Not surprisingly, many of the reviews or commentaries mention The Apple Cube, pictured at left (photo courtesy of wikipedia).
At Daring Fireball, Gruber’s article said in a footnote:
Arguably, the main problem with the G4 Cube had nothing to do with its technical specs, price, or aesthetic appeal, but rather that its case was overly prone to cracking and/or unsightly injection mold lines. I.e., the Cube’s fatal flaw was in the design and engineering of its case.
Close, but not quite. Near the end of the cube’s manufacturing lifecycle, Cubes were on closeout and my company picked up 10 or so to use as general purpose workstations. None of them had noticeable cracking or mold lines.
However, the very design of the cube was fatally flawed.
In particular, the cube sacrificed function in the name of form.
To be blunt: Gorgeous to look at, absolute pain in the ass to live with.
The design was such that anything requiring a cable change was inconvenient. You had to physically tilt the machine over, often all the way onto its side, connect/disconnect the cables, and then very carefully re-route all the cables through the little gap in the back.
The top wasn’t much better. The top featured both the slot for the optical drive and the power button. Unless you paid careful attention, it was damned easy to brush the power button when dropping in or removing a disc.
Worse, the top of the machine was a magnet for dirt, hair and cats. Hair would fall across the optical drive slot and then get sucked right into the drive when you inserted a disc.
And, yes, cats. My friend had a cube at his home. The cats would love to sit on top of the nice, warm, flat cube. Which would both fill it with cat hair and turn it off… then on… then off… then on… then off for as long as the cuts stuck around. He finally had to put one of those pigeon guard kind of strip of nail things on top of the cube to keep the cats from corrupting his filesystem!

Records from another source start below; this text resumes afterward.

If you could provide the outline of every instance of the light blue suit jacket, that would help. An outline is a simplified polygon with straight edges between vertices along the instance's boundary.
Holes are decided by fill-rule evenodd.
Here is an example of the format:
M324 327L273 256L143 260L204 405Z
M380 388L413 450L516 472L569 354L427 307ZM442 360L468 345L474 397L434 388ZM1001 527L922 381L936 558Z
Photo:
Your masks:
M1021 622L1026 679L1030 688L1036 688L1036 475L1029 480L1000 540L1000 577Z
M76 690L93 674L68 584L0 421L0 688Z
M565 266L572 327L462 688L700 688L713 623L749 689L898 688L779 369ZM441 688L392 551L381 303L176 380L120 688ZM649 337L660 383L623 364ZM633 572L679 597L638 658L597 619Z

(People seem to think I actually take the cat thing as a serious criticism or design flaw. Please. It was funny, that is almost all. Certainly, if the cube had been marketed like the iMac, it would have been a consideration — not a big one, but a consideration none the less.)
The cube was certainly a gorgeous piece of engineering. As a piece of art, it deserved all the awards it received.
However, as a computing device, it really sucked.